The Republic of the Congo has used the EITI process to shed more light on how extractive licenses are allocated and on transactions related to crude oil and sales and state-owned enterprises. To advance the country’s transparency agenda, ITIE Congo is conducting ongoing analysis of past and future extractive revenues through financial modelling. It is also examining the mechanisms underpinning the valorisation of oil production to support revenue forecasting.
ITIE Congo is using the EITI data to conduct financial modelling activities of past and future extractive revenues to help inform decision making on future production.
In 2017, EITI reporting on the proceeds of the sales of the government's in-kind share of oil showed that only 10% of these revenues flow to the treasury, with remaining revenues channeled to the reimbursement of loans and pre-financing agreements. This data opened new avenues for civil society and donors to scrutinise the management of Congo’s oil revenues and to analyse the valuation of Congolese oil sales, particularly in the context of its oil-backed liabilities and sovereign debt management.

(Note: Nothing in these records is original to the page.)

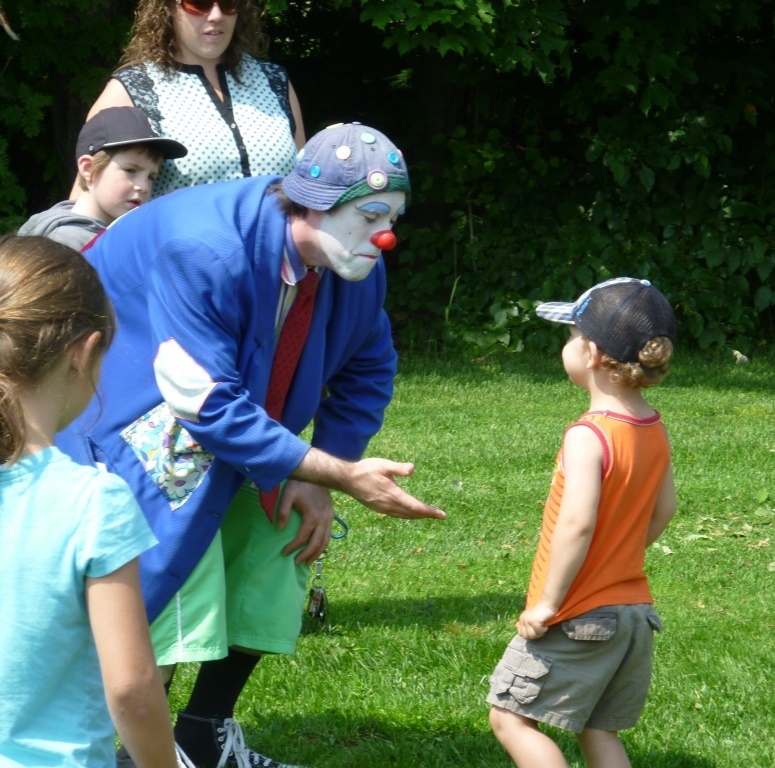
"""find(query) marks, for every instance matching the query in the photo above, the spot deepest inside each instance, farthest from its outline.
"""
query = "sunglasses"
(202, 7)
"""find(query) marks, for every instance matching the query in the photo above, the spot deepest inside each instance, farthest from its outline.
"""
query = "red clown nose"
(385, 240)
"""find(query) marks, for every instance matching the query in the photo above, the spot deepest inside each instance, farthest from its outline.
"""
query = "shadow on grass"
(331, 740)
(428, 612)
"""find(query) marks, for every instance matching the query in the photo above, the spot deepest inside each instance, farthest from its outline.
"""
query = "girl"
(69, 535)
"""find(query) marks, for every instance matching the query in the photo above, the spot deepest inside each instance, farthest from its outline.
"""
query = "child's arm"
(133, 687)
(582, 459)
(664, 509)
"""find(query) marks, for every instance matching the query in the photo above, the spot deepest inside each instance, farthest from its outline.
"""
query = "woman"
(189, 66)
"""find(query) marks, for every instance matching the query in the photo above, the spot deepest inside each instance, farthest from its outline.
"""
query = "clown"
(204, 281)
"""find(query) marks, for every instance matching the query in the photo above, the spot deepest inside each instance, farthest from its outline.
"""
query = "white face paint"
(344, 234)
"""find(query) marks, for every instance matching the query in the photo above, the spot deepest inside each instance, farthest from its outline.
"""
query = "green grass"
(421, 611)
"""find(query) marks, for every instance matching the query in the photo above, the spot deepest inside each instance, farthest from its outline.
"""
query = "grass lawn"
(422, 611)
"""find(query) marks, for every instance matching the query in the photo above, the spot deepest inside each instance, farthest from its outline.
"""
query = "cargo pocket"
(653, 619)
(521, 675)
(596, 627)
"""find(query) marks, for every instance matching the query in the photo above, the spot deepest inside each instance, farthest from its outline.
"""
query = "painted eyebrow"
(374, 207)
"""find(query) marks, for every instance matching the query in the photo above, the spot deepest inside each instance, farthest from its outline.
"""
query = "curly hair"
(652, 366)
(152, 38)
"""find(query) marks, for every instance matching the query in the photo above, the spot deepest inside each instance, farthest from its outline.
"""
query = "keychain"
(316, 615)
(317, 606)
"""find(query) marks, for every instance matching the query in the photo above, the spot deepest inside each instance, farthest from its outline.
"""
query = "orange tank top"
(636, 456)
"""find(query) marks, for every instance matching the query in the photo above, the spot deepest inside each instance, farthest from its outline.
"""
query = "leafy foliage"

The Republic of the Congo uses EITI implementation to report on the management of its growing forestry sector.
Extractive sector data
Production and exports
Top paying companies
Extractive sector management
Tax and legal framework
The Republic of the Congo’s mining sector is governed by the Mining Code, while the oil and gas sector is governed by the Hydrocarbon Code. Companies operating in sector are subject to petroleum taxation under the Hydrocarbon Code, which was revised in 2016 and includes a 15% “proportional mining royalty” and the state’s share of production (profit oil) as stipulated in production sharing contracts. Companies are also subject to common law taxes under the General Tax Code and the Customs Code.
The Ministry of Hydrocarbons oversees oil and gas exploration and exploitation activities. It is responsible for the implementation and monitoring of government policy and the development of legislative and regulatory provisions applicable to the hydrocarbons sector.
Licenses and contracts
Oil and gas exploration and production licenses are awarded through either an open tendering process or by mutual agreement with the government, and are published in a public repository. Research and mining licenses are awarded by the Minister of Mines on a first come first served basis.

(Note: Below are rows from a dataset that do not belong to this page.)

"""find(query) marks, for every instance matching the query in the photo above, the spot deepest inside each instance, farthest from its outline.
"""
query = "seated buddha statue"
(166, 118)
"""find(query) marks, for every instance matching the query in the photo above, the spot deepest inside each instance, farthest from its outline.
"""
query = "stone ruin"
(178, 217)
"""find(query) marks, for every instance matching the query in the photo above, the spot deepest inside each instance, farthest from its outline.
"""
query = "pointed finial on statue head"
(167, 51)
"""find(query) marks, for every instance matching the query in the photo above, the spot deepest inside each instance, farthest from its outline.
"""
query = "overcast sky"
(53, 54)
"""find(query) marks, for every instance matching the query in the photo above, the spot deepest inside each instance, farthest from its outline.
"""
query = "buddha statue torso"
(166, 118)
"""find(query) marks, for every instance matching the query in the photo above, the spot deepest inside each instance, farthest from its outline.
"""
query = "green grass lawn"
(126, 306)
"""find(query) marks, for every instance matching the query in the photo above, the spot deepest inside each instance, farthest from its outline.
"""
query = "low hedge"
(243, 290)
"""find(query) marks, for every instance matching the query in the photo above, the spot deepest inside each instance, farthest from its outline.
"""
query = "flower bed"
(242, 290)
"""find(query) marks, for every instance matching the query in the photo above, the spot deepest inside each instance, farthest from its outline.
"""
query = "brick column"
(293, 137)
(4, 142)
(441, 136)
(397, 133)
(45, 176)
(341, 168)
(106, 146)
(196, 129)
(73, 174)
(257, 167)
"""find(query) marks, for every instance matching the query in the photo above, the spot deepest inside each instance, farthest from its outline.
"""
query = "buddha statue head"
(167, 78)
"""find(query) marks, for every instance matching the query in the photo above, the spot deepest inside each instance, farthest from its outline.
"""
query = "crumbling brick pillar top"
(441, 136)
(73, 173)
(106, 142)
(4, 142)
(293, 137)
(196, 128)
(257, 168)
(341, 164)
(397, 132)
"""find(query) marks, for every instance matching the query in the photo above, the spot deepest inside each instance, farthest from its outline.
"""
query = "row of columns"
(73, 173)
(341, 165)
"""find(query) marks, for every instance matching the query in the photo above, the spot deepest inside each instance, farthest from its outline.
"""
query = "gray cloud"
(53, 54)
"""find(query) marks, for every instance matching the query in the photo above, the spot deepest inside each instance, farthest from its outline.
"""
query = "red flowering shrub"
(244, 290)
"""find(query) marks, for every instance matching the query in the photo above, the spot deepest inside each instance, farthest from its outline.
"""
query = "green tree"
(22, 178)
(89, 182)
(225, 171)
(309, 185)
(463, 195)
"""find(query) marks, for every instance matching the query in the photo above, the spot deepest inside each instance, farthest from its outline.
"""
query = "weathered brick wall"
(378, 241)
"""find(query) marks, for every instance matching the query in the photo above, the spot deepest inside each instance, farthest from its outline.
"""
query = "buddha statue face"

In accordance with the Hydrocarbon Code and Mining Code, all oil, gas and mining (including production sharing contracts) are published in the Journal Officiel on the government’s website. Some contracts are also available through the Resource Contracts Portal.
In 2020, a draft law on beneficial ownership was proposed by the Ministry of Finance and Budget through the National Agency for Financial investments (ANIF). The draft law, which builds on the transparency law of March 2017, has yet to be legislated.
The Republic of the Congo’s 2018 EITI Report provides some beneficial ownership data for 14 extractive companies, however only four companies provide detailed data. The definition for beneficial ownership used in EITI reporting is based on the Fourth European Union Anti-Money Laundering Directive.
In accordance with Decree n°2000-186, surface royalties paid by oil and gas companies are collected by the central government and subsequently distributed as follows:
One third to the Public Treasury;
Two thirds to public authorities.
The Minister of Finance determines the regional public authorities and beneficiaries that receive shares of extractive revenues, and further decides how these revenues are distributed between different communities.
ITIE Congo is administered by the Republic of the Congo Multi-Stakeholder Group (MSG) in accordance with the Decree 2019-383. The MSG is chaired by the Minister of Finance and Budget, Mr Roger Rigobert Andely. The National Coordinator is Mr Michel Okoko.
The Republic of the Congo was found to have made meaningful progress with considerable improvements in implementing the 2016 EITI Standard in September 2020, following its second Validation. The Republic of the Congo has fully addressed six of the 15 corrective actions identified in its previous Validation. The next Validation is expected to commence in July 2022.